The BBC in Talks About a State-Subsidised Arts Channel

The issue of diversity goes beyond race, gender and class; it also takes into account the content, stories, perspectives and subject matters that we see on our screens. Now it seems like the arts will be coming to mainstream television as the BBC are in talks to create a permanent designated channel. See below for more information. 

Reposted from The Guardian

Talks are underway to provide the first permanent state-subsidised arts TV channel with funders already hoping that an experiment involving the BBC this summer will pave the way for a more lasting arrangement, the Guardian has been told.

Arts Council England, the body which distributes public money from the government and National Lottery to arts organisations, revealed it was in discussions with the corporation just hours after the culture secretary,Jeremy Hunt, had floated the idea of just such a channel and making state grants to arts, cultural and heritage organisations conditional on them supplying content.
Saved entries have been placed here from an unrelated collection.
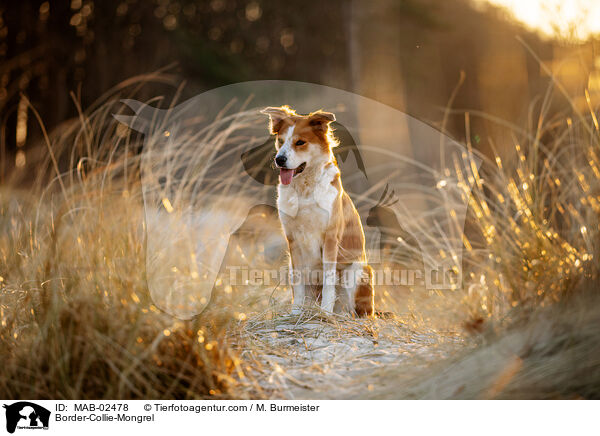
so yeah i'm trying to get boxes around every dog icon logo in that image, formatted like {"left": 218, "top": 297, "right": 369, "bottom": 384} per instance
{"left": 114, "top": 80, "right": 479, "bottom": 318}
{"left": 3, "top": 402, "right": 50, "bottom": 433}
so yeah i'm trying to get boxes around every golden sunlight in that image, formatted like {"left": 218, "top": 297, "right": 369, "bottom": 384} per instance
{"left": 476, "top": 0, "right": 600, "bottom": 41}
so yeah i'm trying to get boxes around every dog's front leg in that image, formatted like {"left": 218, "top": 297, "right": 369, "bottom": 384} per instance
{"left": 321, "top": 236, "right": 338, "bottom": 313}
{"left": 291, "top": 283, "right": 305, "bottom": 315}
{"left": 289, "top": 263, "right": 305, "bottom": 315}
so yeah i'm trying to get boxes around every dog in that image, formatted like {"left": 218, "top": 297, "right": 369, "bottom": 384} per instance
{"left": 261, "top": 105, "right": 374, "bottom": 316}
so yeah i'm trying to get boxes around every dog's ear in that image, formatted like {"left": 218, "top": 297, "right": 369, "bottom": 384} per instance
{"left": 260, "top": 106, "right": 293, "bottom": 135}
{"left": 308, "top": 110, "right": 336, "bottom": 132}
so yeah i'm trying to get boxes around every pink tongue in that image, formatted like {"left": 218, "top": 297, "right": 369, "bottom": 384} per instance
{"left": 280, "top": 168, "right": 294, "bottom": 185}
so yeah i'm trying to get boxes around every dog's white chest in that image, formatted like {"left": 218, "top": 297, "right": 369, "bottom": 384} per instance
{"left": 277, "top": 164, "right": 340, "bottom": 264}
{"left": 277, "top": 185, "right": 331, "bottom": 232}
{"left": 277, "top": 164, "right": 339, "bottom": 223}
{"left": 278, "top": 193, "right": 329, "bottom": 267}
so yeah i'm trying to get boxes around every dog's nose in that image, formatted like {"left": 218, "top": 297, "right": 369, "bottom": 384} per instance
{"left": 275, "top": 155, "right": 287, "bottom": 167}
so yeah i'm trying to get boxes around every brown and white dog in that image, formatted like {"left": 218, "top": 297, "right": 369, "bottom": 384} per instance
{"left": 261, "top": 106, "right": 374, "bottom": 316}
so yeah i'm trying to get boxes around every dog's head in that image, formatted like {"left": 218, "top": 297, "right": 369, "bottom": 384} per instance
{"left": 261, "top": 105, "right": 338, "bottom": 185}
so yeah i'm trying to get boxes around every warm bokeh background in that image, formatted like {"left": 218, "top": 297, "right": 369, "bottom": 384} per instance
{"left": 2, "top": 1, "right": 600, "bottom": 400}
{"left": 1, "top": 0, "right": 599, "bottom": 178}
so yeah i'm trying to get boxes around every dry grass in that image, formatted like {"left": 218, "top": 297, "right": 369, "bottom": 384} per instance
{"left": 357, "top": 87, "right": 600, "bottom": 399}
{"left": 1, "top": 71, "right": 599, "bottom": 399}
{"left": 0, "top": 76, "right": 252, "bottom": 399}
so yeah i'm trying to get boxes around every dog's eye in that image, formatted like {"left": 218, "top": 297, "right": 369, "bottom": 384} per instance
{"left": 295, "top": 140, "right": 306, "bottom": 146}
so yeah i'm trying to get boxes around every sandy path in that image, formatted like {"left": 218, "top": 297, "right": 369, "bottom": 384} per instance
{"left": 239, "top": 311, "right": 466, "bottom": 399}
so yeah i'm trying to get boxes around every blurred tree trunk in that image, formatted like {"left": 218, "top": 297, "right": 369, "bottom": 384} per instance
{"left": 347, "top": 0, "right": 411, "bottom": 171}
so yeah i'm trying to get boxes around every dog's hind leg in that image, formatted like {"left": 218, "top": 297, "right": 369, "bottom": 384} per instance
{"left": 339, "top": 262, "right": 361, "bottom": 314}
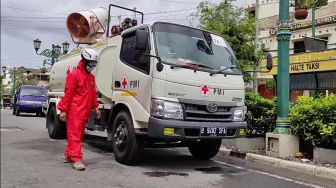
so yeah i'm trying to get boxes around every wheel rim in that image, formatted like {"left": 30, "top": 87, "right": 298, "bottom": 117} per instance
{"left": 114, "top": 121, "right": 128, "bottom": 151}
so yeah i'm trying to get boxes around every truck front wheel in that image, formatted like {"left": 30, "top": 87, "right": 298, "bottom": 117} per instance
{"left": 47, "top": 105, "right": 66, "bottom": 139}
{"left": 188, "top": 139, "right": 221, "bottom": 160}
{"left": 111, "top": 111, "right": 142, "bottom": 165}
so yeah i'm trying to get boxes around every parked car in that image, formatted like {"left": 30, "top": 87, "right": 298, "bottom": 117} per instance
{"left": 2, "top": 94, "right": 12, "bottom": 109}
{"left": 13, "top": 85, "right": 47, "bottom": 117}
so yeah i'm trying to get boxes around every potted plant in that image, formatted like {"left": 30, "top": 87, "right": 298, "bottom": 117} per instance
{"left": 293, "top": 0, "right": 309, "bottom": 20}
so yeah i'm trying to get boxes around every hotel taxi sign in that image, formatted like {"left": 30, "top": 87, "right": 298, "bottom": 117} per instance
{"left": 261, "top": 49, "right": 336, "bottom": 75}
{"left": 291, "top": 15, "right": 336, "bottom": 31}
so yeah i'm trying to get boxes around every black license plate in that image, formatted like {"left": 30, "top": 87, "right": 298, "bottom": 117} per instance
{"left": 200, "top": 127, "right": 227, "bottom": 136}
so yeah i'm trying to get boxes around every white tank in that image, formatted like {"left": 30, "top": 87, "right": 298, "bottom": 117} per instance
{"left": 49, "top": 52, "right": 82, "bottom": 92}
{"left": 48, "top": 42, "right": 115, "bottom": 100}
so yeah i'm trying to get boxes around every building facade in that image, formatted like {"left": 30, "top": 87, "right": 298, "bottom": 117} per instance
{"left": 245, "top": 0, "right": 336, "bottom": 101}
{"left": 1, "top": 66, "right": 50, "bottom": 95}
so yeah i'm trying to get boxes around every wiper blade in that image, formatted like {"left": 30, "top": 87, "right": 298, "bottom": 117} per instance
{"left": 170, "top": 61, "right": 213, "bottom": 70}
{"left": 210, "top": 67, "right": 241, "bottom": 76}
{"left": 159, "top": 60, "right": 214, "bottom": 73}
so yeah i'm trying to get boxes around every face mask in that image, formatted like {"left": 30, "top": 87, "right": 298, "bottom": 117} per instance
{"left": 86, "top": 64, "right": 95, "bottom": 72}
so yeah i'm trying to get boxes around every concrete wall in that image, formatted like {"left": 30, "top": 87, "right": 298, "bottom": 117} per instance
{"left": 314, "top": 147, "right": 336, "bottom": 164}
{"left": 221, "top": 137, "right": 265, "bottom": 151}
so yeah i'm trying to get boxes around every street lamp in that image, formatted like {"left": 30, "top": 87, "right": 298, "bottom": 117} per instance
{"left": 275, "top": 0, "right": 291, "bottom": 134}
{"left": 33, "top": 39, "right": 70, "bottom": 66}
{"left": 1, "top": 66, "right": 6, "bottom": 106}
{"left": 62, "top": 41, "right": 70, "bottom": 54}
{"left": 2, "top": 66, "right": 7, "bottom": 75}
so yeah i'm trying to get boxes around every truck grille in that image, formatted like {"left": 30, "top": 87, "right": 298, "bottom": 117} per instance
{"left": 182, "top": 103, "right": 233, "bottom": 122}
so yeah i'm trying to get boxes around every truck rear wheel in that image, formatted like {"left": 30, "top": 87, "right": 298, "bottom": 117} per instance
{"left": 111, "top": 111, "right": 142, "bottom": 165}
{"left": 47, "top": 105, "right": 66, "bottom": 139}
{"left": 188, "top": 139, "right": 221, "bottom": 160}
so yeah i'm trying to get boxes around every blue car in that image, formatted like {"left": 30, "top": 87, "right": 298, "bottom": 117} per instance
{"left": 13, "top": 85, "right": 47, "bottom": 117}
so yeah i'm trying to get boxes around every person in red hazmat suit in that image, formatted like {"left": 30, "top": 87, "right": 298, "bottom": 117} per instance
{"left": 57, "top": 48, "right": 101, "bottom": 170}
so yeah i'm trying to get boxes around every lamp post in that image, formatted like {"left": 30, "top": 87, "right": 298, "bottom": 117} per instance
{"left": 1, "top": 66, "right": 5, "bottom": 107}
{"left": 274, "top": 0, "right": 291, "bottom": 134}
{"left": 311, "top": 1, "right": 317, "bottom": 99}
{"left": 2, "top": 66, "right": 17, "bottom": 96}
{"left": 265, "top": 0, "right": 299, "bottom": 159}
{"left": 12, "top": 67, "right": 16, "bottom": 95}
{"left": 33, "top": 39, "right": 70, "bottom": 66}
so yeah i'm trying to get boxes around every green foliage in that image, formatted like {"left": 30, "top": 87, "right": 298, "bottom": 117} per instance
{"left": 292, "top": 0, "right": 328, "bottom": 9}
{"left": 39, "top": 67, "right": 48, "bottom": 73}
{"left": 9, "top": 68, "right": 38, "bottom": 93}
{"left": 293, "top": 0, "right": 310, "bottom": 9}
{"left": 289, "top": 95, "right": 336, "bottom": 149}
{"left": 245, "top": 91, "right": 277, "bottom": 137}
{"left": 265, "top": 78, "right": 275, "bottom": 89}
{"left": 196, "top": 1, "right": 257, "bottom": 83}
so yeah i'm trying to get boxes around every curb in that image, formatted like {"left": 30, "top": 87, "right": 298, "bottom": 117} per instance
{"left": 219, "top": 148, "right": 336, "bottom": 181}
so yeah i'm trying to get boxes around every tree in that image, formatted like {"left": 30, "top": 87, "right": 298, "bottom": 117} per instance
{"left": 9, "top": 68, "right": 38, "bottom": 94}
{"left": 196, "top": 1, "right": 257, "bottom": 82}
{"left": 39, "top": 67, "right": 48, "bottom": 73}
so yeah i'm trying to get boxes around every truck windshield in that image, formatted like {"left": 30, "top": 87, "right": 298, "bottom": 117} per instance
{"left": 20, "top": 87, "right": 46, "bottom": 96}
{"left": 153, "top": 23, "right": 241, "bottom": 74}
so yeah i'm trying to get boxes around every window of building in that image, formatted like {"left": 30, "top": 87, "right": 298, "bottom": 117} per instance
{"left": 7, "top": 81, "right": 10, "bottom": 85}
{"left": 120, "top": 29, "right": 150, "bottom": 74}
{"left": 293, "top": 40, "right": 306, "bottom": 54}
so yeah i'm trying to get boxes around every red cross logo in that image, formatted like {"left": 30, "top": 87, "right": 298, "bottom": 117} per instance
{"left": 202, "top": 85, "right": 209, "bottom": 94}
{"left": 122, "top": 77, "right": 127, "bottom": 89}
{"left": 201, "top": 84, "right": 209, "bottom": 96}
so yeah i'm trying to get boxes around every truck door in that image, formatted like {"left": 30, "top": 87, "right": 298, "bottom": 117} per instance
{"left": 113, "top": 26, "right": 152, "bottom": 120}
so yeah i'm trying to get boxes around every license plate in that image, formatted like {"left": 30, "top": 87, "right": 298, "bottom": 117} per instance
{"left": 200, "top": 127, "right": 227, "bottom": 136}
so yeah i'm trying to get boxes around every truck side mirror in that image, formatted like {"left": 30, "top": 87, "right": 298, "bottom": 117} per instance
{"left": 135, "top": 30, "right": 149, "bottom": 51}
{"left": 156, "top": 61, "right": 164, "bottom": 72}
{"left": 266, "top": 53, "right": 273, "bottom": 71}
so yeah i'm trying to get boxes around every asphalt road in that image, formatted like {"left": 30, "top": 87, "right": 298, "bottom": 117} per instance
{"left": 1, "top": 109, "right": 335, "bottom": 188}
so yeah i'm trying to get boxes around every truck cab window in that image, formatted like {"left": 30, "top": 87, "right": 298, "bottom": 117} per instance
{"left": 120, "top": 30, "right": 150, "bottom": 74}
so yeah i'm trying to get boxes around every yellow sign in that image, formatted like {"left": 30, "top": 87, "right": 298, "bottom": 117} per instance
{"left": 261, "top": 49, "right": 336, "bottom": 75}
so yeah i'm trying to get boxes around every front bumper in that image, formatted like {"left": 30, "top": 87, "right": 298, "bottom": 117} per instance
{"left": 17, "top": 104, "right": 43, "bottom": 112}
{"left": 147, "top": 117, "right": 247, "bottom": 140}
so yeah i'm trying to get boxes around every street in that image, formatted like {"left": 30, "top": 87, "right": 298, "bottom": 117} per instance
{"left": 1, "top": 109, "right": 335, "bottom": 188}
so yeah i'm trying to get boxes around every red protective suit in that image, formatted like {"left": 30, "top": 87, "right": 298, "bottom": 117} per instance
{"left": 57, "top": 60, "right": 99, "bottom": 162}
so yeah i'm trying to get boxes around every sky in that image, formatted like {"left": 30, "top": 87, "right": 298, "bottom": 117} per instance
{"left": 1, "top": 0, "right": 245, "bottom": 70}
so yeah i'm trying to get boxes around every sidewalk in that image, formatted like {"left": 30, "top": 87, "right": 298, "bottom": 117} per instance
{"left": 219, "top": 147, "right": 336, "bottom": 181}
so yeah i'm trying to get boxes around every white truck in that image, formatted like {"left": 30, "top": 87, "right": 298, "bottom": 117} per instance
{"left": 46, "top": 4, "right": 271, "bottom": 165}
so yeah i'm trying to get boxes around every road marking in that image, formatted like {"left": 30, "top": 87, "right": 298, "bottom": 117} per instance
{"left": 1, "top": 127, "right": 22, "bottom": 132}
{"left": 214, "top": 160, "right": 325, "bottom": 188}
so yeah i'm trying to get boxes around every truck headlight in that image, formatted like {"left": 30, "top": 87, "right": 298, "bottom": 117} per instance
{"left": 151, "top": 99, "right": 183, "bottom": 120}
{"left": 233, "top": 106, "right": 246, "bottom": 121}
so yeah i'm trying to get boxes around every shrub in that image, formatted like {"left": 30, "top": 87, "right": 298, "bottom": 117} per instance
{"left": 289, "top": 95, "right": 336, "bottom": 149}
{"left": 245, "top": 91, "right": 276, "bottom": 137}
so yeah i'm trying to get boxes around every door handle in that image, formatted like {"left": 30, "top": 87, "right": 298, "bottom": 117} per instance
{"left": 115, "top": 81, "right": 121, "bottom": 88}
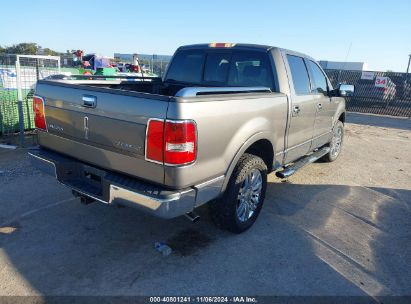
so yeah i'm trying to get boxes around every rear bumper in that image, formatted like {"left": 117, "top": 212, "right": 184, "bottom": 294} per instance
{"left": 29, "top": 148, "right": 224, "bottom": 219}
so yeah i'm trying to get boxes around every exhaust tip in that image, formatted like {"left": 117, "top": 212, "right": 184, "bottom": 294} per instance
{"left": 185, "top": 212, "right": 200, "bottom": 223}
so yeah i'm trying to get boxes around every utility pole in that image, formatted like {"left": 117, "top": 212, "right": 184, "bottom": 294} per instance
{"left": 406, "top": 54, "right": 411, "bottom": 84}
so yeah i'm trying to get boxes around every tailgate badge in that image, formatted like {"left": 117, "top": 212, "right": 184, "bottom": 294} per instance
{"left": 114, "top": 141, "right": 142, "bottom": 153}
{"left": 48, "top": 123, "right": 64, "bottom": 132}
{"left": 84, "top": 116, "right": 89, "bottom": 139}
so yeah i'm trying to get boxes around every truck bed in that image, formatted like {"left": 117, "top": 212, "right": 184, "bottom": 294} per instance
{"left": 46, "top": 75, "right": 194, "bottom": 97}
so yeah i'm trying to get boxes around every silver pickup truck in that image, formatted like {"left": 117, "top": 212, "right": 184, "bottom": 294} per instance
{"left": 30, "top": 43, "right": 353, "bottom": 233}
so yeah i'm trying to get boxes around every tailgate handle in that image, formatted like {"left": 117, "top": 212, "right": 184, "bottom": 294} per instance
{"left": 82, "top": 95, "right": 97, "bottom": 108}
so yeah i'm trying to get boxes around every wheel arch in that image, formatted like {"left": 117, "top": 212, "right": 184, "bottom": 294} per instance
{"left": 221, "top": 133, "right": 274, "bottom": 193}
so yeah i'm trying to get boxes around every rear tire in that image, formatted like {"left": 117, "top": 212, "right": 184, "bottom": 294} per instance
{"left": 322, "top": 120, "right": 344, "bottom": 162}
{"left": 209, "top": 153, "right": 267, "bottom": 233}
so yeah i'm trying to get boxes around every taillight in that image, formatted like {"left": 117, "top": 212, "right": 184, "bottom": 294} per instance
{"left": 145, "top": 119, "right": 197, "bottom": 166}
{"left": 164, "top": 120, "right": 197, "bottom": 165}
{"left": 33, "top": 96, "right": 47, "bottom": 131}
{"left": 145, "top": 119, "right": 164, "bottom": 163}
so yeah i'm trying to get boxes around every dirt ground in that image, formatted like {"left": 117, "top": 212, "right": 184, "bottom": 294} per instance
{"left": 0, "top": 113, "right": 410, "bottom": 297}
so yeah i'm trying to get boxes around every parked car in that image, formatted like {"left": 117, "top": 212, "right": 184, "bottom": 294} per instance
{"left": 30, "top": 43, "right": 350, "bottom": 233}
{"left": 353, "top": 78, "right": 396, "bottom": 107}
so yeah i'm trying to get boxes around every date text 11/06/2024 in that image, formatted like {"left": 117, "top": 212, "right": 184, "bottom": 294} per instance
{"left": 149, "top": 296, "right": 258, "bottom": 303}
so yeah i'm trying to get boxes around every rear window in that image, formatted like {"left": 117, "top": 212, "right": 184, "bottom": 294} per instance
{"left": 166, "top": 50, "right": 205, "bottom": 84}
{"left": 165, "top": 49, "right": 275, "bottom": 90}
{"left": 227, "top": 52, "right": 273, "bottom": 88}
{"left": 203, "top": 53, "right": 231, "bottom": 83}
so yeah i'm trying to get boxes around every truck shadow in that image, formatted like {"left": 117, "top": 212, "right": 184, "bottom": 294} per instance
{"left": 0, "top": 180, "right": 410, "bottom": 296}
{"left": 263, "top": 181, "right": 411, "bottom": 296}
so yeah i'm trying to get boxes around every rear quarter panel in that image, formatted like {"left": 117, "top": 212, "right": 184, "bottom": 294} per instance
{"left": 165, "top": 93, "right": 288, "bottom": 188}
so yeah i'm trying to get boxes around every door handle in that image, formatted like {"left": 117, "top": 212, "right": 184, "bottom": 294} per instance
{"left": 292, "top": 105, "right": 301, "bottom": 114}
{"left": 317, "top": 103, "right": 323, "bottom": 110}
{"left": 82, "top": 95, "right": 97, "bottom": 108}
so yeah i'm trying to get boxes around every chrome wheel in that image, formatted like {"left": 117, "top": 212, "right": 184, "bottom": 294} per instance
{"left": 236, "top": 168, "right": 263, "bottom": 222}
{"left": 330, "top": 125, "right": 343, "bottom": 157}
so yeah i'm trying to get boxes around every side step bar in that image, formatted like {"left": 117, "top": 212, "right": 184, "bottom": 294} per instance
{"left": 276, "top": 147, "right": 330, "bottom": 179}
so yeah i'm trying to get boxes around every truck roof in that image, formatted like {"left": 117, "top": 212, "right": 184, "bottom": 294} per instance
{"left": 178, "top": 43, "right": 275, "bottom": 52}
{"left": 178, "top": 43, "right": 313, "bottom": 61}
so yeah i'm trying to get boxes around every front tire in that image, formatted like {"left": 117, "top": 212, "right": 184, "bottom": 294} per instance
{"left": 209, "top": 153, "right": 267, "bottom": 233}
{"left": 322, "top": 120, "right": 344, "bottom": 162}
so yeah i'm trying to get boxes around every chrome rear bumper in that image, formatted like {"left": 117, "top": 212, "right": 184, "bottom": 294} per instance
{"left": 29, "top": 148, "right": 224, "bottom": 219}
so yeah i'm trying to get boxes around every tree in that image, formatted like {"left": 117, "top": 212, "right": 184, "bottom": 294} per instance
{"left": 42, "top": 48, "right": 59, "bottom": 56}
{"left": 1, "top": 43, "right": 62, "bottom": 55}
{"left": 5, "top": 43, "right": 39, "bottom": 54}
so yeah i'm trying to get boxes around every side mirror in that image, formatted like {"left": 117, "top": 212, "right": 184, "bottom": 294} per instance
{"left": 338, "top": 84, "right": 355, "bottom": 97}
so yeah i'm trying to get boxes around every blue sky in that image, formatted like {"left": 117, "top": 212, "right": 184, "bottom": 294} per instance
{"left": 1, "top": 0, "right": 411, "bottom": 72}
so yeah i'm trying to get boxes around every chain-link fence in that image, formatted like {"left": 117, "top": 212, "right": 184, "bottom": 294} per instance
{"left": 151, "top": 57, "right": 171, "bottom": 77}
{"left": 126, "top": 54, "right": 170, "bottom": 77}
{"left": 325, "top": 69, "right": 411, "bottom": 117}
{"left": 0, "top": 54, "right": 60, "bottom": 143}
The minister had suggested developing an online presence for live performances "to ensure we reach the largest possible audiences completely free of charge" . In a speech to arts groups in London on Monday, Hunt had urged them to build on the experience of The Space, a pop-up online channel funded to the tune of £4.5m by the arts council and the BBC. It began broadcasting last month and was due to close in October but the council said talks are now under way to extend the scheme, which they hoped would be permanent.

Praising The Space where "you can listen to John Peel's record collection, see hip-hop dancing from Sadler's Wells, enjoy a live broadcast of Britten's War Requiem or watch the entire Globe to Globe Shakespeare season", Hunt asked: "Should we turn this into something much more ambitious? A permanent digital channel with live broadcasts every night of our very finest cultural offerings? Indeed should it be a condition of government funding to supply some live content – whether from museum exhibitions, live performances or parts of our heritage – for a new digital arts channel to ensure we reach the largest possible audiences completely free of charge?"

The culture secretary said this could help organisations explore new revenue streams, new partnerships and new sponsorship arrangement. Asked later whether the government would be dangerously dictating to the arts sector by making groups provide free content for a digital channel, he said: "I don't think arts organisations will resist this at all because it's part of their core mission to make sure that their output is seen by as many people as possible."